A feeling that the vertebra has been returned to its normal
position, a perception that the cracking sound indicates effectiveness,
and the manual contact preceding the manipulation
all contribute to the placebo effect. In addition to this psychological
effect, many spinal pain syndromes improve spontaneously.
Finally, patients may perceive the explanations supplied
by SMT practitioners as more satisfactory than those
given by physicians [44].
See the above linked editorials for a more accurate description on what placebo actually is, as well. This passage, like most, still regards placebo as simply a psychological effect.

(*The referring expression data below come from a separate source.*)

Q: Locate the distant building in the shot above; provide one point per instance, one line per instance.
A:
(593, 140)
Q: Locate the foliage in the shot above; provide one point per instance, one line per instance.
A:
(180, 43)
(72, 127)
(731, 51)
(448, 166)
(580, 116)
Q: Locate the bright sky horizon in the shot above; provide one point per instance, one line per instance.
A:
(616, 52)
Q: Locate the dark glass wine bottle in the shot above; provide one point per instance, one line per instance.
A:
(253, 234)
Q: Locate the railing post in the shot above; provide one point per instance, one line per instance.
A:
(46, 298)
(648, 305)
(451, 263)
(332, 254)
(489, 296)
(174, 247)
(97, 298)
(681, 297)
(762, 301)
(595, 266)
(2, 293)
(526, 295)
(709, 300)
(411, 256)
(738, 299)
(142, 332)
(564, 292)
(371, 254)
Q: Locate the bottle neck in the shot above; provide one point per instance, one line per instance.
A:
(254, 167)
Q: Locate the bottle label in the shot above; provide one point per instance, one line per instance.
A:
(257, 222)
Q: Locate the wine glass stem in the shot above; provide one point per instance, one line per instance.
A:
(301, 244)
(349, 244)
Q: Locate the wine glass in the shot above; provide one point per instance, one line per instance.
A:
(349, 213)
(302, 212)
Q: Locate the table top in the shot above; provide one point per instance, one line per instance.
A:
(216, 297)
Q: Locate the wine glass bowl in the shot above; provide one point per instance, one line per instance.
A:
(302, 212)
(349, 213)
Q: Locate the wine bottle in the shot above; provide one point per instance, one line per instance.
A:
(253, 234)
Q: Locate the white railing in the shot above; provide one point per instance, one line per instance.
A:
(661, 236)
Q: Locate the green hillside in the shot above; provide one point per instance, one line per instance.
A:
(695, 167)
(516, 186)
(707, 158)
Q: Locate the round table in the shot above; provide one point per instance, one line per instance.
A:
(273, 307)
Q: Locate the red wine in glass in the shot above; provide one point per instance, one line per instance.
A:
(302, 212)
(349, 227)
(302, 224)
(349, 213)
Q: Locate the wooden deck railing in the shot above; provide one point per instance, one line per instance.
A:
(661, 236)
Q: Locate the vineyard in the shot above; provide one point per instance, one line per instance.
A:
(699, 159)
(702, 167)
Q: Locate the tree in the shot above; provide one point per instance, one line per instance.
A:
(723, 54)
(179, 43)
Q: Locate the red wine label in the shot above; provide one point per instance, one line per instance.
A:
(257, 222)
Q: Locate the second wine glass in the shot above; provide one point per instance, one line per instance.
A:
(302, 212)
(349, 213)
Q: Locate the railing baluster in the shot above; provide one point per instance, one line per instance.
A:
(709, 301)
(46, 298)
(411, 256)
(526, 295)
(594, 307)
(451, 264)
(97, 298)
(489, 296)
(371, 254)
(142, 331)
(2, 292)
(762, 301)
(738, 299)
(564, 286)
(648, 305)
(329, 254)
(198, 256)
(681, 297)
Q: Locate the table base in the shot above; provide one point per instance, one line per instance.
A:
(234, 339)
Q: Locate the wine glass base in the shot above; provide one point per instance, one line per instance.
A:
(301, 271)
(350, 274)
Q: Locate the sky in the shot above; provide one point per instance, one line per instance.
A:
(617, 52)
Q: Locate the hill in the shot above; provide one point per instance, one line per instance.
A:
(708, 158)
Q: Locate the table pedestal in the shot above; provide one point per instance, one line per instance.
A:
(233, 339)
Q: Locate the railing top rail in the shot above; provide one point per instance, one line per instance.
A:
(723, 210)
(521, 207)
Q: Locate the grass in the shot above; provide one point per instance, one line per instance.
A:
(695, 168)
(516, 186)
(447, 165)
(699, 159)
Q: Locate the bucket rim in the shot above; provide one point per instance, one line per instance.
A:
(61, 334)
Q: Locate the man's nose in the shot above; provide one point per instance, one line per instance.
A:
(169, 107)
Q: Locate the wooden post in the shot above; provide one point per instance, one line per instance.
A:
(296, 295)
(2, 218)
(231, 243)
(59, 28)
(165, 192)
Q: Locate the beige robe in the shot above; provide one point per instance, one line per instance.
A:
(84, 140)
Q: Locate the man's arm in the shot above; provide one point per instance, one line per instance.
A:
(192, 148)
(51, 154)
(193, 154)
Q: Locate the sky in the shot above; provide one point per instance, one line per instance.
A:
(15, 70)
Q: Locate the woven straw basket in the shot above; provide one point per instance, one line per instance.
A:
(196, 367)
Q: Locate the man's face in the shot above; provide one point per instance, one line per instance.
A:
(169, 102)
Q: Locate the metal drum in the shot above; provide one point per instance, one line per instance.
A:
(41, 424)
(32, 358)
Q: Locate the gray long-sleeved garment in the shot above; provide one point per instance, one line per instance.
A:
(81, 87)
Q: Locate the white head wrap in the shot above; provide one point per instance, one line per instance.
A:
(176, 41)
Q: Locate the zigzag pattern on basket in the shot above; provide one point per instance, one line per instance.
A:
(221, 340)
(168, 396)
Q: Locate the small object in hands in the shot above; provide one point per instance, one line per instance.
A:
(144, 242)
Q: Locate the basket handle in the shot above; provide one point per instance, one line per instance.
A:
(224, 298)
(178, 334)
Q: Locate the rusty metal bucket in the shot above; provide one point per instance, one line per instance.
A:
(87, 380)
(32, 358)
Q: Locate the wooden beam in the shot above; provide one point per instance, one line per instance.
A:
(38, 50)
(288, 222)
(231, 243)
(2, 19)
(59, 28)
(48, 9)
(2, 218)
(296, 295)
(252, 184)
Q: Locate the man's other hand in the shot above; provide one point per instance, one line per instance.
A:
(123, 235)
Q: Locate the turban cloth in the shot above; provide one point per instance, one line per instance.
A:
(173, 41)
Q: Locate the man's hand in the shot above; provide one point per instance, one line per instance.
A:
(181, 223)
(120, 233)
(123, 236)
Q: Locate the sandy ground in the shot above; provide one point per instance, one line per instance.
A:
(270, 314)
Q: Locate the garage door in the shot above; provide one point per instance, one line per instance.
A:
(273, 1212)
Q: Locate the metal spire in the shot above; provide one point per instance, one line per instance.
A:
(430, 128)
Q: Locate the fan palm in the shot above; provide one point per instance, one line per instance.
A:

As for this article providing mechanisms of SMT, this is just one such passage from the article:

Quote:
According to the lesion felt to be
responsible for the pain, SMT seeks either to return a vertebra
to its normal position or restore lost mobility.
There were also many passages of the "this is thought to occur, but has yet to be found" variety. And even "this is thought to occur, but the current evidence suggests otherwise. So, we'll keep looking" variety. Not great science in my opinion.

EB,
Even if you make the attempt to educate the patient that "putting bones in place is not what we are doing," my feeling is that they will still come to that conclusion anyway. The cultural meme is just too deeply entrenched. This will be even more likely to occur if you follow the Childs study reasoning of "who cares why, we can just tell them it decreases pain in 98% of patients of a certain presentation."

I've expressed my feeling and evidence about this topic previously in this post.